So I'm going nuts all this time. I don't know. I'm planning on making this a
very long entry and I doubt anyone will read it all the way through. Well, Darren would. Linsay has a job
[go Linsay!] so she's too busy. But damn. [sigh] I feel like a bitch for still being hooked on the whole cheating business. Scott said that whenever Ray and I fight about it, people go "Oh there she is again, still being a bitch about that." That fucking sucks. I'm assuming that by "people" he really meant that only he does that, but I mean its gay anyway. Maybe someday I'll be whatever about it, but I'm so sick of people cheating like its no biggie. I want Ray to get the picture that if he cheats, he's not gonna get off light, you know? Maybe by "being a bitch still" I'm proving that to him. Maybe I'm beating a dead horse.
Maybe I should just give up.
God I don't want to give up.
I really do want to get over it. I love Ray so much and I don't want to drive him away with seemingly incessant bitching. But I refuse to get hurt again. And what's the point in letting him go anyway. The next guy I'd be with would cheat on me too. Just like Mike. Just like Cameron. Just like Ray.
FUCK.









This sucks. Maybe I should get some hypnotherapy or something. That would have been a cool anniversary present. Ray could have taken me to get help. I would probably have taken that poorly though. [sigh again] In the end I realize that I'm probably just a terrible girlfriend.
Jesus, Autumn. Six fucking months pass and you're still hung up on that? It was one time!
But it was my best friend. And it was RIGHT ACROSS THE STREET.
And he lied about it for a week. I had to hear it from Linsay.
Everyone found out before me.
James, Scott, Sarah, Linsay.
And I just can't get over that.
Why risk someone you supposedly love
For someone you lost your chance with.
Because you "like" her.
That's retarded.
Cheating is retarded.
Thank God I'm not like that.
[sigh]
And I was going through my saved messages on myspace. And I found one from Darren with a message from Ray that he'd written to [Darren]. This is what it said:
"I have these moments where I don't want to be in a relationship, and
coupled with these "hard times" [not verbatim, but Autumn basically
said she was gonna be looking for me to be there hardcore...more than
RayMann possible] and things just get the best of me. It's not that I
wanna leave her or anything, it's just sometimes I don't feel the
strongest for her like I usually/am supposed to.

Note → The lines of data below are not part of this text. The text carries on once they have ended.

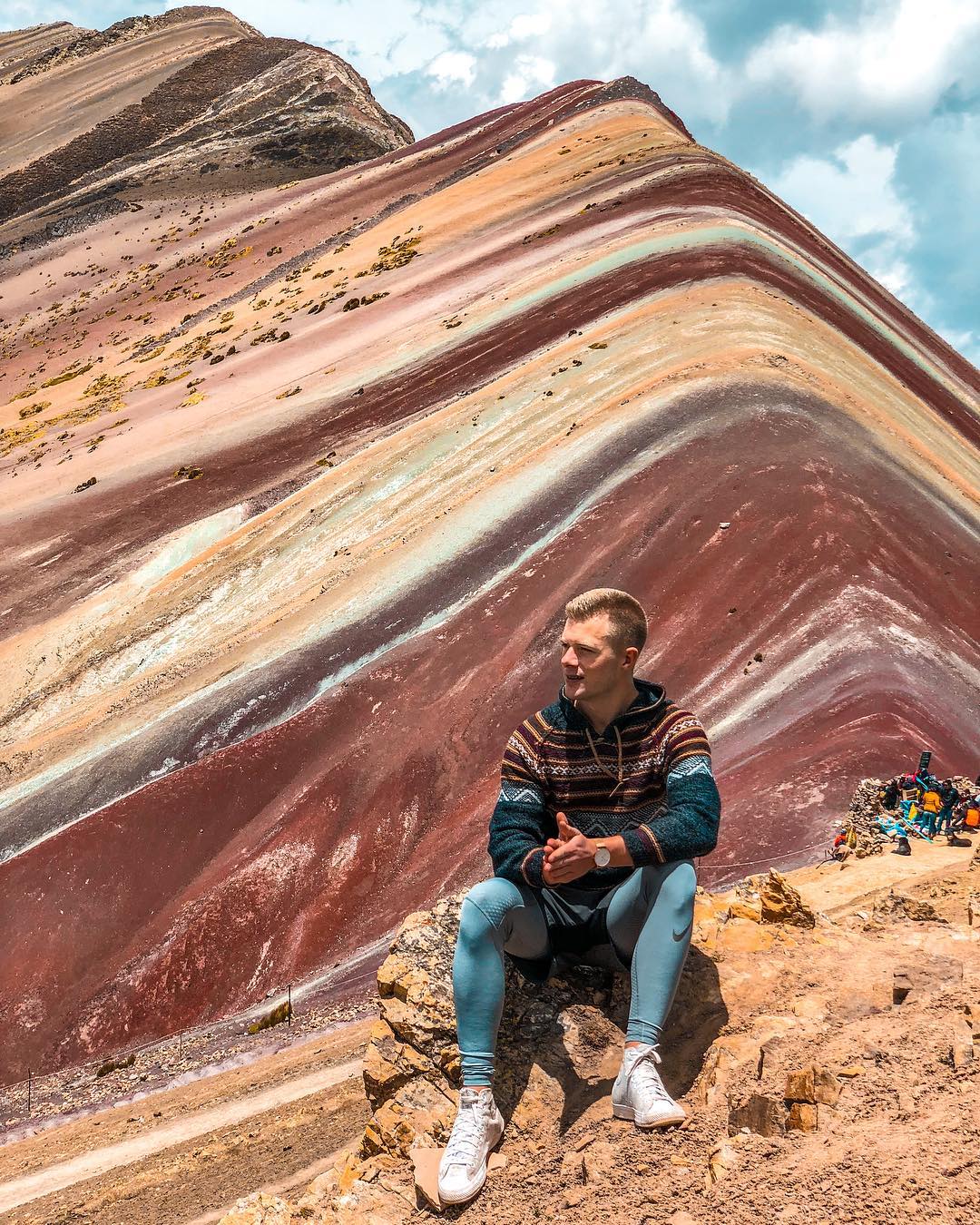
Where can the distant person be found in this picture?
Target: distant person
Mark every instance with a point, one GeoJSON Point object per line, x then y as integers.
{"type": "Point", "coordinates": [606, 797]}
{"type": "Point", "coordinates": [948, 800]}
{"type": "Point", "coordinates": [931, 806]}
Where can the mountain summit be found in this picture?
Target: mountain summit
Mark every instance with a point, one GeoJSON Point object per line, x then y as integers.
{"type": "Point", "coordinates": [97, 120]}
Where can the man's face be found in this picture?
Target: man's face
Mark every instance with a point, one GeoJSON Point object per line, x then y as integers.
{"type": "Point", "coordinates": [591, 663]}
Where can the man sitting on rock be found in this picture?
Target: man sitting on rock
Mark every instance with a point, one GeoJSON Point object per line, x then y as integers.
{"type": "Point", "coordinates": [605, 799]}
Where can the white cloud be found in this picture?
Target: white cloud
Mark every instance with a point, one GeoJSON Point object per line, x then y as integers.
{"type": "Point", "coordinates": [895, 60]}
{"type": "Point", "coordinates": [851, 193]}
{"type": "Point", "coordinates": [531, 75]}
{"type": "Point", "coordinates": [452, 67]}
{"type": "Point", "coordinates": [524, 24]}
{"type": "Point", "coordinates": [851, 198]}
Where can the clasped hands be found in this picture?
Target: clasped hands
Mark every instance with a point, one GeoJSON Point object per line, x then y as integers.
{"type": "Point", "coordinates": [567, 857]}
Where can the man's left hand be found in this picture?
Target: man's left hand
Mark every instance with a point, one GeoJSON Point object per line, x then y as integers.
{"type": "Point", "coordinates": [567, 857]}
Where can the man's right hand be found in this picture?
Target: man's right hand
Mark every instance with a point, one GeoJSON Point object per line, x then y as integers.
{"type": "Point", "coordinates": [567, 857]}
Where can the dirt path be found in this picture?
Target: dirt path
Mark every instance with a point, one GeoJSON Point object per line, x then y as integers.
{"type": "Point", "coordinates": [275, 1123]}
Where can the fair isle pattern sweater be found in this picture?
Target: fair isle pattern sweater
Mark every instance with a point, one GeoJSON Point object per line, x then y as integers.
{"type": "Point", "coordinates": [665, 808]}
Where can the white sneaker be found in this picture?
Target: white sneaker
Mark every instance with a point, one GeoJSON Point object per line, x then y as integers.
{"type": "Point", "coordinates": [476, 1130]}
{"type": "Point", "coordinates": [639, 1093]}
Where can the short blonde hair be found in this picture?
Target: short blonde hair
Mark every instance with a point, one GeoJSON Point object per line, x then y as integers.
{"type": "Point", "coordinates": [625, 614]}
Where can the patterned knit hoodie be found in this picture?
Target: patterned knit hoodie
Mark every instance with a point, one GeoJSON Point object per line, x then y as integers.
{"type": "Point", "coordinates": [648, 778]}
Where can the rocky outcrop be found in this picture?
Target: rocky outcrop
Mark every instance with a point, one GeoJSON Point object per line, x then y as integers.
{"type": "Point", "coordinates": [779, 1043]}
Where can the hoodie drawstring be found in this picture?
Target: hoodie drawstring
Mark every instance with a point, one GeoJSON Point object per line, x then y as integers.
{"type": "Point", "coordinates": [604, 769]}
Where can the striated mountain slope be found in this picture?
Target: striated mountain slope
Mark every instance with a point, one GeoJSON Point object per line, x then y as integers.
{"type": "Point", "coordinates": [101, 122]}
{"type": "Point", "coordinates": [297, 480]}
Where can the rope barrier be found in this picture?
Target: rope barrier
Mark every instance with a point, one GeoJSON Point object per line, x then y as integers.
{"type": "Point", "coordinates": [773, 859]}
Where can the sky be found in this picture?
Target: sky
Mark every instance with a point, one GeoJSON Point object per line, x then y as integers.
{"type": "Point", "coordinates": [861, 114]}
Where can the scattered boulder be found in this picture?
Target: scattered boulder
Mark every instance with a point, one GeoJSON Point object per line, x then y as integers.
{"type": "Point", "coordinates": [898, 906]}
{"type": "Point", "coordinates": [761, 1113]}
{"type": "Point", "coordinates": [781, 902]}
{"type": "Point", "coordinates": [802, 1117]}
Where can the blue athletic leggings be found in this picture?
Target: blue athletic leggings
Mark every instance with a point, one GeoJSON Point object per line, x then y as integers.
{"type": "Point", "coordinates": [650, 921]}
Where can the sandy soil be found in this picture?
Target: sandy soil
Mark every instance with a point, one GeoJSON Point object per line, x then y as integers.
{"type": "Point", "coordinates": [184, 1154]}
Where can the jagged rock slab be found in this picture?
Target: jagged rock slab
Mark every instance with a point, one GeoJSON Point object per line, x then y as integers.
{"type": "Point", "coordinates": [343, 446]}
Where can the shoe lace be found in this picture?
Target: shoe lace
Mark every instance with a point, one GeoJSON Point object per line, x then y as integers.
{"type": "Point", "coordinates": [467, 1132]}
{"type": "Point", "coordinates": [646, 1074]}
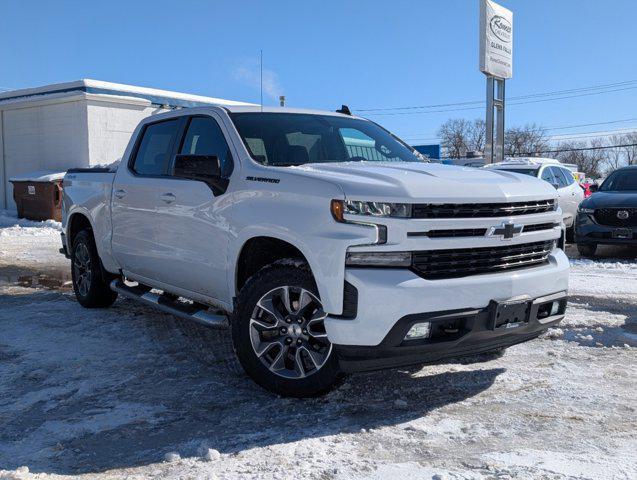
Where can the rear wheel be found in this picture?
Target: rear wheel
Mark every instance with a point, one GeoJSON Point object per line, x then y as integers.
{"type": "Point", "coordinates": [92, 290]}
{"type": "Point", "coordinates": [279, 335]}
{"type": "Point", "coordinates": [587, 249]}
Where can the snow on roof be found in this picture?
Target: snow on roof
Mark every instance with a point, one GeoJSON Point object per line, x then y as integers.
{"type": "Point", "coordinates": [529, 162]}
{"type": "Point", "coordinates": [257, 108]}
{"type": "Point", "coordinates": [156, 96]}
{"type": "Point", "coordinates": [39, 176]}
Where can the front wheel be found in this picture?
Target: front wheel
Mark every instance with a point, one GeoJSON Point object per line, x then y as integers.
{"type": "Point", "coordinates": [279, 335]}
{"type": "Point", "coordinates": [91, 288]}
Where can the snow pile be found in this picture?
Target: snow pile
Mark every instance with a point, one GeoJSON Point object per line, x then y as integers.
{"type": "Point", "coordinates": [11, 225]}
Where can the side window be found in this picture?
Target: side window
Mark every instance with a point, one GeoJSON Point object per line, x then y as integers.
{"type": "Point", "coordinates": [153, 151]}
{"type": "Point", "coordinates": [204, 137]}
{"type": "Point", "coordinates": [567, 176]}
{"type": "Point", "coordinates": [559, 177]}
{"type": "Point", "coordinates": [360, 145]}
{"type": "Point", "coordinates": [548, 175]}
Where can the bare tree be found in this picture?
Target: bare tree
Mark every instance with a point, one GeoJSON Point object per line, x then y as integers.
{"type": "Point", "coordinates": [477, 135]}
{"type": "Point", "coordinates": [459, 136]}
{"type": "Point", "coordinates": [630, 151]}
{"type": "Point", "coordinates": [590, 162]}
{"type": "Point", "coordinates": [454, 137]}
{"type": "Point", "coordinates": [525, 140]}
{"type": "Point", "coordinates": [614, 156]}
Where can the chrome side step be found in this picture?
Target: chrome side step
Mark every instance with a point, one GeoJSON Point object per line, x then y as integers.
{"type": "Point", "coordinates": [165, 303]}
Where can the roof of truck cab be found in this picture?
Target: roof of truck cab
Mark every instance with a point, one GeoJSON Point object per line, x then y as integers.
{"type": "Point", "coordinates": [264, 109]}
{"type": "Point", "coordinates": [155, 96]}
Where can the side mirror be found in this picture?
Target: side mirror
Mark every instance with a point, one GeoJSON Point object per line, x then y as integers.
{"type": "Point", "coordinates": [202, 168]}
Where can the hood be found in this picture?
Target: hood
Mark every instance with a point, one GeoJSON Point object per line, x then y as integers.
{"type": "Point", "coordinates": [611, 200]}
{"type": "Point", "coordinates": [427, 182]}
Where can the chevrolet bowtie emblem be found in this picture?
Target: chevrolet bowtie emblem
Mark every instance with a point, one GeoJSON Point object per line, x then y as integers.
{"type": "Point", "coordinates": [506, 230]}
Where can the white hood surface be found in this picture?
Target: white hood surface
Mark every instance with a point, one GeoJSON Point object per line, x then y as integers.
{"type": "Point", "coordinates": [428, 182]}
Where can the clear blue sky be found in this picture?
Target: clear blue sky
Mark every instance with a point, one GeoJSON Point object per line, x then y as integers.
{"type": "Point", "coordinates": [367, 54]}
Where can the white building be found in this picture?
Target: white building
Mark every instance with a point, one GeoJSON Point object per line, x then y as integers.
{"type": "Point", "coordinates": [75, 124]}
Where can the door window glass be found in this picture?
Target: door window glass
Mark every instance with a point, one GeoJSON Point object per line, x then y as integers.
{"type": "Point", "coordinates": [559, 177]}
{"type": "Point", "coordinates": [204, 137]}
{"type": "Point", "coordinates": [548, 176]}
{"type": "Point", "coordinates": [154, 148]}
{"type": "Point", "coordinates": [564, 176]}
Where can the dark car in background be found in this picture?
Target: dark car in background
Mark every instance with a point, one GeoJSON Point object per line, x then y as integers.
{"type": "Point", "coordinates": [609, 216]}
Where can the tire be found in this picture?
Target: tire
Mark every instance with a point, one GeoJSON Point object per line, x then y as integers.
{"type": "Point", "coordinates": [89, 283]}
{"type": "Point", "coordinates": [587, 249]}
{"type": "Point", "coordinates": [306, 366]}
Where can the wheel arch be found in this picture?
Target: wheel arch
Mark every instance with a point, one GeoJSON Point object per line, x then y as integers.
{"type": "Point", "coordinates": [77, 222]}
{"type": "Point", "coordinates": [258, 251]}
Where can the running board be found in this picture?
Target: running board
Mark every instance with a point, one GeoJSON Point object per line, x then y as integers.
{"type": "Point", "coordinates": [195, 312]}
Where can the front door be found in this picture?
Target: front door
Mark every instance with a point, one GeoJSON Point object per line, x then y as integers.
{"type": "Point", "coordinates": [192, 232]}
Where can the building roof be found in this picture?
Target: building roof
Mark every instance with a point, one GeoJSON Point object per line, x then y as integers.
{"type": "Point", "coordinates": [155, 96]}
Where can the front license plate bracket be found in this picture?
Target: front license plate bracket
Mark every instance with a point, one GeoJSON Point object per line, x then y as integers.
{"type": "Point", "coordinates": [509, 314]}
{"type": "Point", "coordinates": [623, 233]}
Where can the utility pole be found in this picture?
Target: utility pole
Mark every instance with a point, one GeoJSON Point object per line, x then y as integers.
{"type": "Point", "coordinates": [496, 62]}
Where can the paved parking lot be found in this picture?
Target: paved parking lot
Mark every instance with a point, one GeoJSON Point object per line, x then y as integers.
{"type": "Point", "coordinates": [130, 393]}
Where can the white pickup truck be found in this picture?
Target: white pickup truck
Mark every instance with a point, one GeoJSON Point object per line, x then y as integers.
{"type": "Point", "coordinates": [324, 242]}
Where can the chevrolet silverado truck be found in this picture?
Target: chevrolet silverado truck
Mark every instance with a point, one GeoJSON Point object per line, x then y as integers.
{"type": "Point", "coordinates": [326, 244]}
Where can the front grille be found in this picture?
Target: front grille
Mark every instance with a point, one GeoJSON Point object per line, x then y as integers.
{"type": "Point", "coordinates": [478, 210]}
{"type": "Point", "coordinates": [459, 232]}
{"type": "Point", "coordinates": [439, 264]}
{"type": "Point", "coordinates": [608, 216]}
{"type": "Point", "coordinates": [540, 226]}
{"type": "Point", "coordinates": [475, 232]}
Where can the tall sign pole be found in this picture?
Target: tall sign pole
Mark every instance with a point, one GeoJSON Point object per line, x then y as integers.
{"type": "Point", "coordinates": [496, 62]}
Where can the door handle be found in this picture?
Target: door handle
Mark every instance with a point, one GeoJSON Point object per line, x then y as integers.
{"type": "Point", "coordinates": [168, 197]}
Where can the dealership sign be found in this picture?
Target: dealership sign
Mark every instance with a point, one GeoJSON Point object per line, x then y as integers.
{"type": "Point", "coordinates": [496, 40]}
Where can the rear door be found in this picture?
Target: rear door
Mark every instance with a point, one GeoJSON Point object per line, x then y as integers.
{"type": "Point", "coordinates": [192, 230]}
{"type": "Point", "coordinates": [136, 198]}
{"type": "Point", "coordinates": [571, 194]}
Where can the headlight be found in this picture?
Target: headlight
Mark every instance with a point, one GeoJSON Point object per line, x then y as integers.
{"type": "Point", "coordinates": [378, 259]}
{"type": "Point", "coordinates": [377, 209]}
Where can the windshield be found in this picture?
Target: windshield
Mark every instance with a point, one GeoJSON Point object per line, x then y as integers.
{"type": "Point", "coordinates": [284, 139]}
{"type": "Point", "coordinates": [620, 181]}
{"type": "Point", "coordinates": [526, 171]}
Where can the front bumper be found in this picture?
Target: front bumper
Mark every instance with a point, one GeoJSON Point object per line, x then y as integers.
{"type": "Point", "coordinates": [587, 231]}
{"type": "Point", "coordinates": [387, 295]}
{"type": "Point", "coordinates": [475, 334]}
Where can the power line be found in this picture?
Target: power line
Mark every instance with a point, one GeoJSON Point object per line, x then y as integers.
{"type": "Point", "coordinates": [520, 97]}
{"type": "Point", "coordinates": [431, 136]}
{"type": "Point", "coordinates": [526, 154]}
{"type": "Point", "coordinates": [600, 134]}
{"type": "Point", "coordinates": [541, 100]}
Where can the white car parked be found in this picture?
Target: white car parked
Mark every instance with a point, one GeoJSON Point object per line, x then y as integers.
{"type": "Point", "coordinates": [569, 192]}
{"type": "Point", "coordinates": [325, 243]}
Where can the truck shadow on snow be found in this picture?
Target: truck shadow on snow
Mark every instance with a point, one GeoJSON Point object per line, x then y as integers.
{"type": "Point", "coordinates": [89, 391]}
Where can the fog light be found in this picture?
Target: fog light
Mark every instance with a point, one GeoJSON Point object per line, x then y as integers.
{"type": "Point", "coordinates": [418, 331]}
{"type": "Point", "coordinates": [555, 308]}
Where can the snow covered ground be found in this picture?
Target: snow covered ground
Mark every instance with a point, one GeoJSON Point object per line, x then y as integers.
{"type": "Point", "coordinates": [130, 393]}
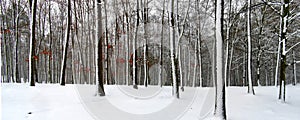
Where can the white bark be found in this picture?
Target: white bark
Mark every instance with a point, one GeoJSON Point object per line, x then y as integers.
{"type": "Point", "coordinates": [250, 86]}
{"type": "Point", "coordinates": [172, 46]}
{"type": "Point", "coordinates": [295, 69]}
{"type": "Point", "coordinates": [277, 64]}
{"type": "Point", "coordinates": [220, 110]}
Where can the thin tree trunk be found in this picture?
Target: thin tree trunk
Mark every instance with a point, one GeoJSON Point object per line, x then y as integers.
{"type": "Point", "coordinates": [32, 60]}
{"type": "Point", "coordinates": [283, 52]}
{"type": "Point", "coordinates": [220, 109]}
{"type": "Point", "coordinates": [172, 49]}
{"type": "Point", "coordinates": [250, 86]}
{"type": "Point", "coordinates": [295, 69]}
{"type": "Point", "coordinates": [98, 54]}
{"type": "Point", "coordinates": [66, 45]}
{"type": "Point", "coordinates": [134, 72]}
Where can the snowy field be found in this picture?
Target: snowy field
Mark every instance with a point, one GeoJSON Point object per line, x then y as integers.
{"type": "Point", "coordinates": [77, 102]}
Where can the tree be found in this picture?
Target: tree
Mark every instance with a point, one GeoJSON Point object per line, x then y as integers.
{"type": "Point", "coordinates": [283, 32]}
{"type": "Point", "coordinates": [32, 56]}
{"type": "Point", "coordinates": [172, 49]}
{"type": "Point", "coordinates": [66, 45]}
{"type": "Point", "coordinates": [250, 86]}
{"type": "Point", "coordinates": [98, 53]}
{"type": "Point", "coordinates": [220, 108]}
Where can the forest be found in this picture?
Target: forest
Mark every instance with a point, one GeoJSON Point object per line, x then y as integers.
{"type": "Point", "coordinates": [139, 43]}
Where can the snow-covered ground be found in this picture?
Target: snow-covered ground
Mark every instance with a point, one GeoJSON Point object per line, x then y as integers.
{"type": "Point", "coordinates": [78, 102]}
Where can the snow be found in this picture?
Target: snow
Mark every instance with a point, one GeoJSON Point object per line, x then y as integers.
{"type": "Point", "coordinates": [78, 102]}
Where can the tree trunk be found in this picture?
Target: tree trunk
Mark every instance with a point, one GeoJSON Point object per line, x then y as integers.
{"type": "Point", "coordinates": [134, 72]}
{"type": "Point", "coordinates": [98, 54]}
{"type": "Point", "coordinates": [32, 56]}
{"type": "Point", "coordinates": [66, 45]}
{"type": "Point", "coordinates": [220, 109]}
{"type": "Point", "coordinates": [172, 49]}
{"type": "Point", "coordinates": [295, 69]}
{"type": "Point", "coordinates": [250, 86]}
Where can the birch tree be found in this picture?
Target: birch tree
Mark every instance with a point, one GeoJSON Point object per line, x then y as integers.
{"type": "Point", "coordinates": [66, 45]}
{"type": "Point", "coordinates": [220, 110]}
{"type": "Point", "coordinates": [98, 53]}
{"type": "Point", "coordinates": [250, 86]}
{"type": "Point", "coordinates": [283, 31]}
{"type": "Point", "coordinates": [32, 60]}
{"type": "Point", "coordinates": [172, 49]}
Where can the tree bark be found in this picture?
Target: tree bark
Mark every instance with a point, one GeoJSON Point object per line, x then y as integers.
{"type": "Point", "coordinates": [220, 108]}
{"type": "Point", "coordinates": [32, 56]}
{"type": "Point", "coordinates": [98, 54]}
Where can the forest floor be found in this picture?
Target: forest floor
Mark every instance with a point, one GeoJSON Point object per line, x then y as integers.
{"type": "Point", "coordinates": [78, 102]}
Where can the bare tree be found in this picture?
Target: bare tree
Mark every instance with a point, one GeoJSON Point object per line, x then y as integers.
{"type": "Point", "coordinates": [66, 45]}
{"type": "Point", "coordinates": [220, 109]}
{"type": "Point", "coordinates": [98, 53]}
{"type": "Point", "coordinates": [250, 86]}
{"type": "Point", "coordinates": [172, 49]}
{"type": "Point", "coordinates": [32, 57]}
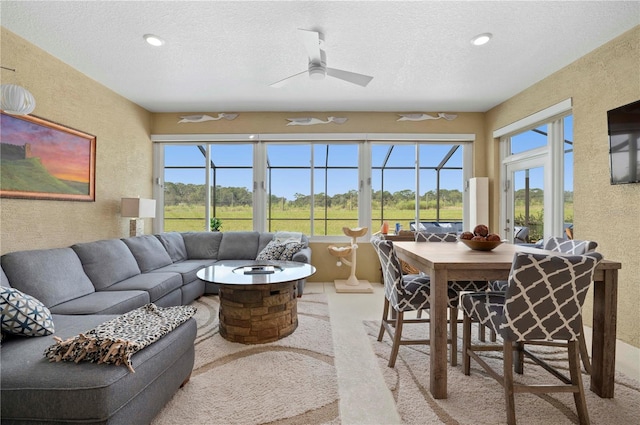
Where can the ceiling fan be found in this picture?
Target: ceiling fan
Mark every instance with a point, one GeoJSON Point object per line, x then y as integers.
{"type": "Point", "coordinates": [313, 42]}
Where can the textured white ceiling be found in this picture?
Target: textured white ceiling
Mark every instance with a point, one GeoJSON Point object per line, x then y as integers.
{"type": "Point", "coordinates": [222, 55]}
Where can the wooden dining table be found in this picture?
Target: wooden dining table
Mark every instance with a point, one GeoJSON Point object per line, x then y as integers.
{"type": "Point", "coordinates": [455, 261]}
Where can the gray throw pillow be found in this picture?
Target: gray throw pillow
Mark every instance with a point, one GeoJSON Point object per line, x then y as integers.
{"type": "Point", "coordinates": [272, 251]}
{"type": "Point", "coordinates": [174, 244]}
{"type": "Point", "coordinates": [290, 250]}
{"type": "Point", "coordinates": [22, 314]}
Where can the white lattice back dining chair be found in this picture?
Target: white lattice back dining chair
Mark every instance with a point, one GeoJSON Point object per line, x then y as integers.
{"type": "Point", "coordinates": [541, 305]}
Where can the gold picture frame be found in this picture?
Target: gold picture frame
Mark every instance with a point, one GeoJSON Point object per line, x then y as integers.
{"type": "Point", "coordinates": [45, 160]}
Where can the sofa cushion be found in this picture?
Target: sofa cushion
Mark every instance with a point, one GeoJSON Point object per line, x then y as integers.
{"type": "Point", "coordinates": [89, 392]}
{"type": "Point", "coordinates": [174, 244]}
{"type": "Point", "coordinates": [272, 251]}
{"type": "Point", "coordinates": [4, 280]}
{"type": "Point", "coordinates": [103, 302]}
{"type": "Point", "coordinates": [21, 314]}
{"type": "Point", "coordinates": [149, 252]}
{"type": "Point", "coordinates": [52, 276]}
{"type": "Point", "coordinates": [290, 250]}
{"type": "Point", "coordinates": [156, 284]}
{"type": "Point", "coordinates": [202, 245]}
{"type": "Point", "coordinates": [187, 269]}
{"type": "Point", "coordinates": [106, 262]}
{"type": "Point", "coordinates": [239, 246]}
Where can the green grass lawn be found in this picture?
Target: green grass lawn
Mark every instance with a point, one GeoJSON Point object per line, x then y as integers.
{"type": "Point", "coordinates": [184, 218]}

And no, I'm not gonna fuck her over like Myke did. From my
understanding he talked behind her back, then hated her afterwards, and
it physically impossible for me to cheat, and I've constantly assured
her that if anything happened between us I wouldn't want to cut all
ties with her, cuz that's not me. So you have nothing to worry about."
Physically impossible my ass.
I miss Darren. All of this shit makes me miss Darren twice as much as I always do.
If you were here, Darren, I wouldn't be hurting like I am.
Come home, Darren. December is too far from now.
This is just depressing.
In all likelihood, Ray will read this. Then I'll get a whole wave of HATEHATEHATE because I brought it up again.
Well fuck.
Get the fuck over it.
You put the hurt there.
Don't expect me to know how to take it out.